Children of Frankenstein CAS2010.10 Humanitiies II The Corcoran School of the Arts and Design Columbian College of Arts and Sciences The George Washington University SP 2015
Monday, September 16, 2013
Monday, September 9, 2013
La Jetee - PLEASE POST A RESPONSE IN THE COMMENTS SECTION FOR OUR CLASS ON SEPT 16
La Jetée: Critical Analysis and Formulating a Thesis
1) Prepare a one-paragraph statement that answers this question:How does La Jetée convey a message about the impact of technology on humanity?
When you’ve completed the paragraph:
2) Summarize its point in a one-sentence thesis
answering the question.
3) Post the paragraph, followed by the thesis, to
the blog, before 9 am Monday, September 16 so we all have a chance to read them.It will help to consider:
What is the story really about?
How does the plot present the story?
What role do science and technology play in the plot?
What makes this film unusual?
What do these
unusual formal and stylistic features contribute?
Please do not
consult any resources--criticism, reviews, fan pages, etc.--available online or
in print before you write. Rely on your own analysis and ideas.
You
can find a copy of La Jetée to review
here at the class blog and on DVD on reserve in the Corcoran library.
A helpful guide to How to Write a Thesis Statement is available at Indiana University WTS.
AS2000B Humanities I -
Children of Frankenstein (3 cr) - Fall 2013
The
Corcoran College of Art and Design
Dept.
of Arts and Humanities
The Humanities Course at the Corcoran is a required two-semester survey of works
of literature, philosophy, and social
theory, and of the ideas that give them enduring value. The goal of this course
is to provide thoughtful training in the methods of the humanities that you'll
employ in all college work and in your personal investigation of ideas, books,
and art:
§ close reading and interpretation
of texts
§ independent and collaborative
research
§ exchange of ideas in discussion
§ persuasive critical writing.
As befits a college of art and
design, we emphasize the development of innovative and original ideas and
perspectives as much as rigor in academic research, reasoning, and
presentation.
The two-semester Humanities sequence is intended to enhance students’
skills in:
§ Comparative historical study of
world cultural traditions through examination of defining issues
§ Interpretation of texts according
to genre, cultural context, and solid reasoning
§ Asking critical questions about
texts and about the methods and assumptions of the humanities
§ Dialectical exchange of ideas in a
collaborative learning community, cultivating a healthy practice of self- and
peer-assessment
§ Development of arguments that test
significant ideas and find support in meaningful evidence
§ Research enabled by library and
internet resources
§ Writing with personal integrity
according to the standards of contemporary academic discourse, incorporating a process of prewriting,
self-assessment, and revision
§ Analysis of contemporary media as
historically evolving means for dissemination of ideas
§ The cultivation of personal
values, perspective, and life goals through consideration of outstanding
examples of thought and literature from other times and places
Our topic this semester is: Children of Frankenstein - Myth
and Meme in Modern Culture.

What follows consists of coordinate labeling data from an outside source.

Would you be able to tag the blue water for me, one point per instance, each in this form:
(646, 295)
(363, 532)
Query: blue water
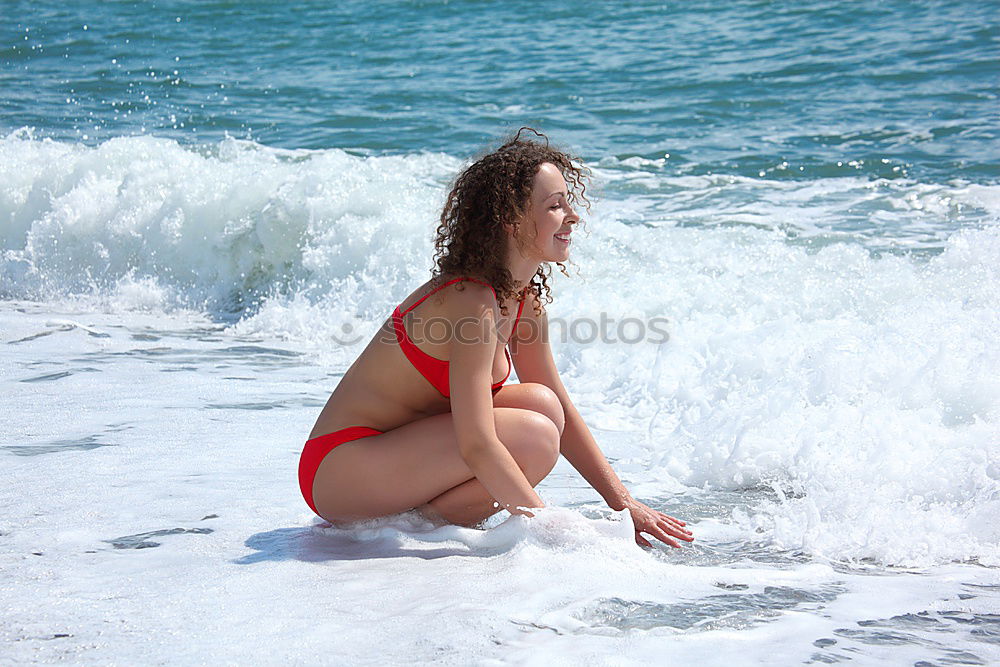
(798, 90)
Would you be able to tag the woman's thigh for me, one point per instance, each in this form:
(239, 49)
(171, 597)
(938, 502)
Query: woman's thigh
(408, 466)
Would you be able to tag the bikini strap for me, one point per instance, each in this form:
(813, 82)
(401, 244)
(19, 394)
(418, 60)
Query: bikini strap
(520, 307)
(440, 287)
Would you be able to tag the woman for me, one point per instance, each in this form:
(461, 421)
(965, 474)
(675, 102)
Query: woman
(418, 421)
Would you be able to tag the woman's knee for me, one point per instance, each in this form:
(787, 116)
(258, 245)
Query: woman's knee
(542, 399)
(533, 441)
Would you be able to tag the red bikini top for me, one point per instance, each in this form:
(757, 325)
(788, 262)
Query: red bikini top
(432, 368)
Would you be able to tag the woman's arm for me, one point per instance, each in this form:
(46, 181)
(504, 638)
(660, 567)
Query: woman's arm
(470, 376)
(533, 361)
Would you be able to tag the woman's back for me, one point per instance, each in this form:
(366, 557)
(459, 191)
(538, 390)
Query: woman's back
(388, 386)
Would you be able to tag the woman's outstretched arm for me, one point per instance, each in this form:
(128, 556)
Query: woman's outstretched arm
(533, 361)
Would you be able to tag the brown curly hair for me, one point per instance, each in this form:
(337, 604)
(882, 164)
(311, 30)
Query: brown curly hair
(488, 195)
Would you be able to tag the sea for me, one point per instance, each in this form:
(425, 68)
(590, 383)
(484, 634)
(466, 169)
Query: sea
(207, 207)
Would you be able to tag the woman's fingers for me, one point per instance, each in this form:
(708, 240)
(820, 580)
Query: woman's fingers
(676, 531)
(661, 535)
(670, 518)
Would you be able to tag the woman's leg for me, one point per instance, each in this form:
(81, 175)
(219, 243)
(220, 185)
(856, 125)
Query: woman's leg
(419, 464)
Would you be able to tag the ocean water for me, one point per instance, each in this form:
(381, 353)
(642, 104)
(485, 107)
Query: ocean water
(206, 208)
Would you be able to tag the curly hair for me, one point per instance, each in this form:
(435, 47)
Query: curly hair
(491, 193)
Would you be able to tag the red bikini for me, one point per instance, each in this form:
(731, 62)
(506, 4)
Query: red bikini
(432, 368)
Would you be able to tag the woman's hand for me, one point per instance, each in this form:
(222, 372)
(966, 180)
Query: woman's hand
(659, 525)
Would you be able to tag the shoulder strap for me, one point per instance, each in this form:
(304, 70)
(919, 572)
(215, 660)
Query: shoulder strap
(520, 307)
(440, 287)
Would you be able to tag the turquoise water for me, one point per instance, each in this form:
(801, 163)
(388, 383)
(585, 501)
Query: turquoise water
(788, 90)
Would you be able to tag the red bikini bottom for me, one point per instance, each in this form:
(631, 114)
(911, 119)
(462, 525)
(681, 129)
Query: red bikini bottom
(316, 450)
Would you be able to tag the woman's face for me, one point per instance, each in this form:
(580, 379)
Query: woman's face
(545, 231)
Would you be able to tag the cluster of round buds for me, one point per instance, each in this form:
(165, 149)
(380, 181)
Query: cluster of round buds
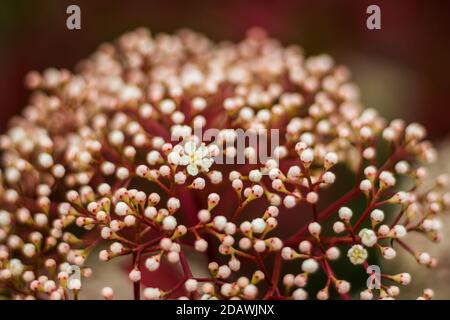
(111, 158)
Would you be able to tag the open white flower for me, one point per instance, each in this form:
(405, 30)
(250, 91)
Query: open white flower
(357, 254)
(197, 159)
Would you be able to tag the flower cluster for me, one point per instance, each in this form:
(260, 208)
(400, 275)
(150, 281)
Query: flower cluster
(105, 162)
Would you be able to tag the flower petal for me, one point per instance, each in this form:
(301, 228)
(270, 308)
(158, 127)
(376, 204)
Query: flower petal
(201, 151)
(205, 163)
(192, 169)
(189, 147)
(184, 160)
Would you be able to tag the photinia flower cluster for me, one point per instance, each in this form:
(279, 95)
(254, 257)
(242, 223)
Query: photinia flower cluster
(105, 162)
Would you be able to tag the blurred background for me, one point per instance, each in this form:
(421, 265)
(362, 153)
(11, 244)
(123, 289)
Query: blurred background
(402, 69)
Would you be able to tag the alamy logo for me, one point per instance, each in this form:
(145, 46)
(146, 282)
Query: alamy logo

The rapid development of new industrial and
post-industrial technologies is the pre-eminent characteristic of the modern
era. It has transformed our essential relation to nature, to work, and to
society and the state. As we are now said to inhabit a technosphere—bounded by our relation to technology rather than to
nature—even our fundamental definitions of humanity have shifted, and we have
re-imagined ourselves as robots, androids, and cyborgs.
Our
central text, written by a young woman the age of most sophomore college
students, embodies in narrative form the crucial idea that new technologies may
one day overwhelm humanity entirely. Frankenstein’s monster, which has long
since escaped from the boundaries of Mary Shelley’s novel to haunt the imagery
and ideologies of modern culture, has proved a lasting and focal means for
expressing concern about the limits of human knowledge and power. It’s in this
sense that we explore the operation of the Frankenstein theme as both a myth—a
powerful, popularly transmitted narrative condensation of a central problem for
a culture—and a meme—a cultural unit that spreads and endures because it seems
to help make some shared sense of our condition. But even this does not exhaust
the possibilities of Frankenstein:
feminist, psychoanalytic, and political readings, along with creative
adaptations in a variety of media, show how enduring works can be refreshed
reinterpreted in the attempt to understand changes in society and culture.
-Frankenstein: A Norton Critical Edition, by Mary Shelley. J. Paul Hunter,
ed. – 2nd edition. (The 1818 version.) W. W. Norton, 2012. (Please
use this edition, so we can count on all having the same text.)
-Digital People: From Bionic Humans to Androids, by Sidney Perkowitz. Joseph Henry
Press, 2004.
All other
readings listed on the schedule will be available online at the course Blackboard site at: https://corcoran.blackboard.com,
along with the syllabus, assignments, and other important and useful
information. We can also use the Blackboard page to submit assignments, share
resources, and send notices or comments to the whole group.